This is a tiny fraction of the modules which will work on the Compute platform, but these are the most commonly useful modules when building applications.

Developer experience

For the best experience of developing for the Compute platform in JavaScript, include the following comment at the top of any file that works with Fastly objects or fastly: namespaced modules:

/// <reference types="@fastly/js-compute" />

This will allow your IDE to import the type definitions for the Fastly JavaScript SDK. If you use eslint with a custom eslintrc file, you may also need to add some extensions to recognize the Fastly types:

{
  "parser": "@typescript-eslint/parser",
  "plugins": ["@typescript-eslint"],
  "extends": [
    "eslint:recommended",
    "plugin:@typescript-eslint/eslint-recommended",
    "plugin:@typescript-eslint/recommended"
  ]
}

Usage with TypeScript

TypeScript is a popular programming language that extends JavaScript to add syntax for types. With some modification to the setup of your application, it's possible to use TypeScript source files with Compute.

To add TypeScript to an existing JavaScript project, you can set up the tsc TypeScript compiler to compile your TypeScript files during each build by following these steps:

1. Add typescript to your project's devDependencies.

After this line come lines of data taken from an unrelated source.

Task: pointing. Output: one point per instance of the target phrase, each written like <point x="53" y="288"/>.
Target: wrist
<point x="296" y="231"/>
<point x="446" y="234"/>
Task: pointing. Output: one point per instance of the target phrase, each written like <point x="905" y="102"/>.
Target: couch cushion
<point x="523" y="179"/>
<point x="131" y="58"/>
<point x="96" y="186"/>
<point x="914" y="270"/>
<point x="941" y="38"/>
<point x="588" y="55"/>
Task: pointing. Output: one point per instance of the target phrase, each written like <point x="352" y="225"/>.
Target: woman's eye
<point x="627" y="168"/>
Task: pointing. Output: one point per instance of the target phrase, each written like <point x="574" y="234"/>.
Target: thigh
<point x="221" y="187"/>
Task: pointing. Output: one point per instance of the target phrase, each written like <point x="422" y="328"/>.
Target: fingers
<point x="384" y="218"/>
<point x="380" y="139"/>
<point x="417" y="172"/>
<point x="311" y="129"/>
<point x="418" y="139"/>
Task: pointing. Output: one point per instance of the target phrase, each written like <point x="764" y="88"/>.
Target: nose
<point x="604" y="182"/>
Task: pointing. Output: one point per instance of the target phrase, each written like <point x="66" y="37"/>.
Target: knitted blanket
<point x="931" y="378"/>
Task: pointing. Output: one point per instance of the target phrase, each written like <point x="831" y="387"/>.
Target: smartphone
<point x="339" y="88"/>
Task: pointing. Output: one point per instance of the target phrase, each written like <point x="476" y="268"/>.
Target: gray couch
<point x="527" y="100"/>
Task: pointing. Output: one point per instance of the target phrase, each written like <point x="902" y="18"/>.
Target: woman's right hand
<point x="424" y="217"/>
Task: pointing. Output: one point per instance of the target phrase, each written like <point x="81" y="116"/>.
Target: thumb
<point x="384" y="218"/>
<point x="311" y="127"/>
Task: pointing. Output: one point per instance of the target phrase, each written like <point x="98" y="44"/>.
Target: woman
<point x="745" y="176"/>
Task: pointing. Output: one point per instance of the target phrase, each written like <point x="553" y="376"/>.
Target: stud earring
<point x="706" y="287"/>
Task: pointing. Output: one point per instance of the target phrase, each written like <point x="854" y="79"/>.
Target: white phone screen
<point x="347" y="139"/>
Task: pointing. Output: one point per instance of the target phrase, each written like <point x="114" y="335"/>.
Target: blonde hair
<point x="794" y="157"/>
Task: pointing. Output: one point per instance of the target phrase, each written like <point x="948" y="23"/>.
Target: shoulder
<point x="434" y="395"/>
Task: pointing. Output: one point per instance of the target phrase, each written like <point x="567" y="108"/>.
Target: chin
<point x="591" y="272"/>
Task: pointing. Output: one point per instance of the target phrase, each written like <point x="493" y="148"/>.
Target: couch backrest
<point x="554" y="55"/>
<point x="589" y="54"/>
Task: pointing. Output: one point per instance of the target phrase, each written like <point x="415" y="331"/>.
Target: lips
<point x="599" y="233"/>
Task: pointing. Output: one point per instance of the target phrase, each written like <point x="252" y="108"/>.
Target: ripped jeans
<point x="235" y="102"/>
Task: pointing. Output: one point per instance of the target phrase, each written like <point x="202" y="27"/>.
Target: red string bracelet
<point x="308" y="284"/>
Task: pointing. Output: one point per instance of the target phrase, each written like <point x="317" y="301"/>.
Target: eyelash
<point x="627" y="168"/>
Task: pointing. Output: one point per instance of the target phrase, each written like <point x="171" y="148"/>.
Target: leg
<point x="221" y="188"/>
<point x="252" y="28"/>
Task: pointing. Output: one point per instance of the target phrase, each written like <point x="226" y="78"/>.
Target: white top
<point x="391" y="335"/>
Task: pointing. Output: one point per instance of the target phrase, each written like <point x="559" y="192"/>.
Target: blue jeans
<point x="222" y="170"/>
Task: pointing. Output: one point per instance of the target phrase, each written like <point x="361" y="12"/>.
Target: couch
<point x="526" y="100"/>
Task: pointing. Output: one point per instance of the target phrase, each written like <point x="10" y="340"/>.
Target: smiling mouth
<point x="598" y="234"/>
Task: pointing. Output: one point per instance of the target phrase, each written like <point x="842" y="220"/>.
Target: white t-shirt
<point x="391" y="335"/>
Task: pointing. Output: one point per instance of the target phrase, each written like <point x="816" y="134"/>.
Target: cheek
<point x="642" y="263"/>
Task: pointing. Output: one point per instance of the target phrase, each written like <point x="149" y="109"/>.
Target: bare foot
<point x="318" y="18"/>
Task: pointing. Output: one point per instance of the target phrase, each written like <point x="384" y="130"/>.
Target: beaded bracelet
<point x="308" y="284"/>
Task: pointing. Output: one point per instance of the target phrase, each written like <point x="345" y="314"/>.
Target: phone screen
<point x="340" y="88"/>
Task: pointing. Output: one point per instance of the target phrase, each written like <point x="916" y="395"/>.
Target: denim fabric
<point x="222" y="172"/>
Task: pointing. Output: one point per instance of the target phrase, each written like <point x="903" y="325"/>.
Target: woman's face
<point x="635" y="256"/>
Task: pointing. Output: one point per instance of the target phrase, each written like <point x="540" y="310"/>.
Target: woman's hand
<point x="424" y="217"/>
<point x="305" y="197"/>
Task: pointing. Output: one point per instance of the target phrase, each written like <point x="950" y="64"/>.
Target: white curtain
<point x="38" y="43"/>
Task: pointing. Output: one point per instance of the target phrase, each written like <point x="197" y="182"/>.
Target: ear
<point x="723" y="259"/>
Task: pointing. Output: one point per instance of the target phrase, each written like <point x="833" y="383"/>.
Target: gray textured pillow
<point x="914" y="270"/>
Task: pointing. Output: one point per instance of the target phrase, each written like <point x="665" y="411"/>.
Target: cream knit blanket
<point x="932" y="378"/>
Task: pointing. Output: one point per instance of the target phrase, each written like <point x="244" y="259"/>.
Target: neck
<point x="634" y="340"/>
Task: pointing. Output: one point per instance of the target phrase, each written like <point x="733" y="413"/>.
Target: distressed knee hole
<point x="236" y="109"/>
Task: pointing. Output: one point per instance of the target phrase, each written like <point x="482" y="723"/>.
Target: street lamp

   npm install --save-dev typescript

2. Add a tsconfig.json file to the root of your project with the following content, which is the recommended starting point. For information about the properties that can be set in this file, see the tsconfig.json documentation.

   {
     "compilerOptions": {
       "strict": true,
       "rootDir": "src",
       "outDir": "build",
       "allowJs": true,
       "module": "ES2022",
       "lib": [ "ES2022" ],
       "moduleResolution": "bundler",
       "customConditions": [ "fastly" ],
       "esModuleInterop": true
     }
   }

3. Add the following prebuild script and update the build script in your package.json file. This will compile your TypeScript files to JavaScript during each build and use that output as the source of your Compute program.

   {
     "scripts": {
       "prebuild": "tsc",
       "build": "js-compute-runtime build/index.js bin/main.wasm"
     }
   }

4. Because this setup compiles your TypeScript source files to a temporary subdirectory build during the build process, add this directory to your .gitignore file:

   /build

5. Rename your index.js file to index.ts. Type:

   mv src/index.js src/index.ts

6. Now, build your project as usual. You'll need to add any necessary type annotations. For example, add the FetchEvent type to the event object in your handler.

   async function handler(event: FetchEvent) {
     // ...
   }

Module bundling

Compute applications written in JavaScript that have the standard structure and standard dependencies can be built using the tools included with the JavaScript SDK. However, if your application needs to perform advanced tasks at build time, such as replacing global modules, providing polyfills, or transforming code (such as JSX, TypeScript, or JavaScript syntax proposals), you can use a module bundler.

Typically, the module bundler is added to a Compute application project as a dependency and run in a prebuild script, configured to place its output in an intermediate location. The build script is also modified to use those intermediate files as its input. Note that the specific configuration will vary depending on your application's needs and the bundler.

The Fastly Compute JavaScript SDK makes some of its features available through fastly: namespaced imports, such as fastly:env. In order to use these imports with a bundler, you may need to add configuration so that it recognizes these as platform imports rather than modules that exist in node_modules.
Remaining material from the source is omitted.